血やら何やらで汚れてはいたものの、ディオクレスの顔に傷はなかった。意図してその箇所だけ、拷問を避けたのだろう。デュクスには何やら考えがあるようだった。
「調子はどうだ?」
「……最…高、だ」
「貴様!!」
激昂したクレオンが、彼―――ディオクレスの腹を蹴る。皮膚のないそこは肉がそのまま覗いていたから、クレオンの靴にはべたりとした血が飽きるほど付着した。
「クレオン」
うんざりしたようにデュクスが言う。
「下手をしなくても死ぬぞ」
「ならば今殺してやる!」
剣に手を掛ける。それを、デュクスとシャーロックのどちらも、制止しようとはしなかった。
「殺すのはあっという間ですよ」
シャーロックはそう言った。そんな彼に、いらだたしげな瞳をクレオンは向ける。
「それがどうした」
「仮にも公爵家の当主、それも王位継承権保持者を殺して、それが露顕せぬとでも?」
「……」
クレオンは、黙った。認めたくは無いが、シャーロックの言ったことが正しいと、認めざるを得ないのだ。

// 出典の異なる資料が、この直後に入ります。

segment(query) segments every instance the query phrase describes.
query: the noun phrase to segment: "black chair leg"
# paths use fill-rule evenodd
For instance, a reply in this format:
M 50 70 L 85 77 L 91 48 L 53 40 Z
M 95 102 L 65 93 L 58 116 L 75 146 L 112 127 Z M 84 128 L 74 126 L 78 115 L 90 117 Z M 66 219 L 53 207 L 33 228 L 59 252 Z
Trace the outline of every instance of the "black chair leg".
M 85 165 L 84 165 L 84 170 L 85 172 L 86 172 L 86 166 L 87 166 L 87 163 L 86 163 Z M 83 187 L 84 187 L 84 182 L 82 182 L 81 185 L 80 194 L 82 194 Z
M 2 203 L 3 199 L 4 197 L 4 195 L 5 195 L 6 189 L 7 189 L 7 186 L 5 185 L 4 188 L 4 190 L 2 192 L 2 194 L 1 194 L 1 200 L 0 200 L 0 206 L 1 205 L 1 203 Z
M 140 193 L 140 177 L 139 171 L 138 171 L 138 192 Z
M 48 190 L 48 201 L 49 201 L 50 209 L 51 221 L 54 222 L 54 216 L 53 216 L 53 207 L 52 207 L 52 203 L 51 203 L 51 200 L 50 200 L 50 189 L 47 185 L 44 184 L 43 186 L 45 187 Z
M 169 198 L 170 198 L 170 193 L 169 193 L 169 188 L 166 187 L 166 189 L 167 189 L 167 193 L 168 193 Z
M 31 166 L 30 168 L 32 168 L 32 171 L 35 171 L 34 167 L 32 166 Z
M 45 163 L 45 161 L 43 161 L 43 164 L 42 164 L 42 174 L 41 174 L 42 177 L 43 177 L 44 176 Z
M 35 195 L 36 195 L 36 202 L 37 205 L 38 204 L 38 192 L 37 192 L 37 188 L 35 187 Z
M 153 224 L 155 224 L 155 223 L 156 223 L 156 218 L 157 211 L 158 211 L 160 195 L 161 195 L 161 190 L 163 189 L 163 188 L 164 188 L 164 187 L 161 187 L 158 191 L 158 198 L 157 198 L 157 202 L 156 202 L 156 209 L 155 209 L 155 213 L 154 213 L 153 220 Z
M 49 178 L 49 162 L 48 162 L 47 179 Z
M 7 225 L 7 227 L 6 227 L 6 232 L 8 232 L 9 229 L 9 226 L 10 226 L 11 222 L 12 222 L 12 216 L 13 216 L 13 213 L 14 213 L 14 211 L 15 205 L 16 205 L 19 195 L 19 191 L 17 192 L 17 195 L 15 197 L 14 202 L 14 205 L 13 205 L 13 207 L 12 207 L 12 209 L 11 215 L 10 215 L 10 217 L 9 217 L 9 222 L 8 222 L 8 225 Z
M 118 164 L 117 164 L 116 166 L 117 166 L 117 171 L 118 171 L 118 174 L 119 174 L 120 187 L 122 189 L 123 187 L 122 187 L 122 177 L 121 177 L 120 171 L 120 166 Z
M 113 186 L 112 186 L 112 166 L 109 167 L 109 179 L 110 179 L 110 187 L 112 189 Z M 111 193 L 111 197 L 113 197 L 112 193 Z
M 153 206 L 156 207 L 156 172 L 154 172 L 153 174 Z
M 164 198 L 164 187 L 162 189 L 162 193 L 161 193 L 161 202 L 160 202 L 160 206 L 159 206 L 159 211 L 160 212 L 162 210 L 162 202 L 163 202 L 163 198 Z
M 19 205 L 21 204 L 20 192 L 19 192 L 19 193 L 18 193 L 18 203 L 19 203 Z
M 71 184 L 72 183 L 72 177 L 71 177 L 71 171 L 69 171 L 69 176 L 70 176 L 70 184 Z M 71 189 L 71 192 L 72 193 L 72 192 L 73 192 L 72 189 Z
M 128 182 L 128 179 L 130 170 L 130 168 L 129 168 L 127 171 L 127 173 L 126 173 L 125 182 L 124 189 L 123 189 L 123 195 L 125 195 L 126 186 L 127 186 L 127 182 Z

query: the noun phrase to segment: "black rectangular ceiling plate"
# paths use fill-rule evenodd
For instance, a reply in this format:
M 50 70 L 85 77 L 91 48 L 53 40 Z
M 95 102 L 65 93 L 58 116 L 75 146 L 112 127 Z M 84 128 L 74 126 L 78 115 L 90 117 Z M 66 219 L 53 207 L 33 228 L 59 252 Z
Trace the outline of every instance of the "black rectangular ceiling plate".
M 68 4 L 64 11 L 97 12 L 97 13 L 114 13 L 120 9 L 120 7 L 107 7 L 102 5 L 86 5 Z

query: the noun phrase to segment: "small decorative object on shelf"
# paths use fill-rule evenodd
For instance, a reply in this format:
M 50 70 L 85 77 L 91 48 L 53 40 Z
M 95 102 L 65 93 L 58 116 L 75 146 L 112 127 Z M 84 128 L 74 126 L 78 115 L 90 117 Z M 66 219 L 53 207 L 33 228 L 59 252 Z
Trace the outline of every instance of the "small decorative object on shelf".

「このリュデュキオ公爵を殺したことが、正当な理由によるものであることを証明するのなら」
シャーロックは続けた。この異国人の、蒼の瞳が暗がりにきらめく。
「陛下の死を隠し通すことは、まず不可能でしょう」
今から十と一日前のことである。この国の王が殺された。王の弟も重傷を負い、いまだ意識が戻らない。
事態が事態であるため、そのことは深く秘された。一部の者にしか知らされていない。まして、その犯人の正体を―――王殺しという大罪を犯したのは誰かを知っているのは―――いまこの狭い部屋にいる、四人のみであった。
「仕方ないな」
デュクスは言って、上着の裾が汚れるのも構わず、先ほど自身が呼んだ名を、もう一度口にした。
「ディオクレス、まだ死んでないな?」
「ああ……ざんねん、だったな」
「何か弁解があるなら聞くぞ。それ以外のことも」
ディオクレスと呼ばれた男は、何か言いたそうに少しデュクスを見詰めていたが―――やがて瞳を閉じた。
「ない」
「だそうだ、クレオン。分かったか?」
「不本意だが」
デュクスは背筋をのばし、片足を床に打ち付けた。